High-performance monoclinic WO3 nanospheres with the novel NH4+ diffusion behaviors for aqueous ammonium-ion batteries

• Published in: Chemical engineering journal (Lausanne, Switzerland : 1996) Vol. 458; p. 141381
• Main Authors: Wen, Xiaoyu, Luo, Jinhua, Xiang, Kaixiong, Zhou, Wei, Zhang, Changfan, Chen, Han
• Format: Journal Article
• Language: English
• Published: Elsevier B.V 15.02.2023
• Subjects: Ammonium-ion battery; Aqueous battery; Hydrogen bonds chemistry; Monoclinic WO3; Trifurcated hydrogen bond; Ammonium-ion battery; Hydrogen bonds chemistry; Aqueous battery; Monoclinic WO3; Trifurcated hydrogen bond
• ISSN: 1385-8947; 1873-3212
• DOI: 10.1016/j.cej.2023.141381

[Display omitted] •The facile and controllable synthesis for monoclinic WO3 nanospheres.•The novel three-dimensional equilibrium diffusion behaviors for monoclinic WO3.•The continuous geometric evolutions of hydrogen bonds for monoclinic WO3.•WO3 revealed fast kinetics and durable stability for aqueous ammonium-ion batteries.
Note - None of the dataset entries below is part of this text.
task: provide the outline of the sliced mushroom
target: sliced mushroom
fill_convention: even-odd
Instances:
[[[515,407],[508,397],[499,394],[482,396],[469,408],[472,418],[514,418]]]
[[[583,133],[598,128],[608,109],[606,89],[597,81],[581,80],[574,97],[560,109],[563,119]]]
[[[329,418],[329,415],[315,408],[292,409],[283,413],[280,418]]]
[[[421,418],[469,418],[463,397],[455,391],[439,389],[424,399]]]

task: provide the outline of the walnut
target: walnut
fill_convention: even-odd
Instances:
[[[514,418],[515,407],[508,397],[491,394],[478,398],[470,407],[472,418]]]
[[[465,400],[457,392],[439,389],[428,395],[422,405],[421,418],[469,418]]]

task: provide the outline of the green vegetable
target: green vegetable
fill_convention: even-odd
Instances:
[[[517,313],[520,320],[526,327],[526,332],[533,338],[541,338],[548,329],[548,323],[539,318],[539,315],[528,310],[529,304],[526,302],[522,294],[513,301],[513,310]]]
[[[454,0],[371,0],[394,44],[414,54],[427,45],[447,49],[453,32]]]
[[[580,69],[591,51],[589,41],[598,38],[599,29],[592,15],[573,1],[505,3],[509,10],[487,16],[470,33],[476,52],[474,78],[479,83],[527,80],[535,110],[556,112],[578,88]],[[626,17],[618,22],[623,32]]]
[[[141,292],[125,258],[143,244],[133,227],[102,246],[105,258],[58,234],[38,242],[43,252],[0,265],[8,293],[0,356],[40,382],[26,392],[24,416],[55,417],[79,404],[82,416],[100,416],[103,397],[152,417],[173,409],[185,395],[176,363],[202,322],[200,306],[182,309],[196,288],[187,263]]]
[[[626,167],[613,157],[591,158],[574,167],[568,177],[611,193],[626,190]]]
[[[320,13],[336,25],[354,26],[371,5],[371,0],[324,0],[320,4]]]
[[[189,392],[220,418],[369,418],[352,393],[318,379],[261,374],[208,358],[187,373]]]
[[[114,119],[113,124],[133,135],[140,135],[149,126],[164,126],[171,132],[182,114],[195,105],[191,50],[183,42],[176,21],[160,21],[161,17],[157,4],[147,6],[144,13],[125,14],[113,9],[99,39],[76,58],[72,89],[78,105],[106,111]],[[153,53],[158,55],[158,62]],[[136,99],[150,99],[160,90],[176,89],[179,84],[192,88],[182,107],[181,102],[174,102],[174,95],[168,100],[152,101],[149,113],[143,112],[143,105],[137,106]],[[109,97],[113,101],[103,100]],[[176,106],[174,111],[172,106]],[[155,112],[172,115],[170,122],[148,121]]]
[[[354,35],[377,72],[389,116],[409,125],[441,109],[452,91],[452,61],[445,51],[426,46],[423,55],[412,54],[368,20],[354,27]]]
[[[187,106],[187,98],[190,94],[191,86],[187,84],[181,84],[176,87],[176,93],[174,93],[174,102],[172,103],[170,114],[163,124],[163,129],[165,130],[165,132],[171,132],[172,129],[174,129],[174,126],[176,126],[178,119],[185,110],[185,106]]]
Aqueous ammonium-ion batteries (AAIBs) have attracted tremendous attentions due to their plentiful resources, inherent security and environmental friendliness. From the first-principles calculations and ex-situ measurements, monoclinic WO3 revealed the three-dimensional equilibrium diffusion behaviors during the electrochemical processes, and the novel evolution processes of reversible building/breaking between geometric hydrogen bonds and traditional linear hydrogen bonds. Specifically, monoclinic WO3 delivered a high specific capacity of 150.6 mAh g-1 at the current density of 0.1 A g-1, and exhibited excellent rate capability of 48 mAh g-1 at the current density of 5.0 A g-1 and outstanding cycling stability of 86.6 % capacity retention after 500 cycles. Furthermore, the ammonium-ion full batteries based on the monoclinic WO3 anode and γ-MnO2 cathode achieved a perfect energy density of 64.9 Wh kg-1 and an extreme ultra-long lifespan with 95.4 % capacity retention after 5000 cycles at the current density of 3.0 A g-1. Thus, the novel insights on NH4+ diffusion behaviors and the evolution mechanisms of hydrogen bonds could promote the development of the practical applications for monoclinic WO3 in aqueous ammonium-ion batteries.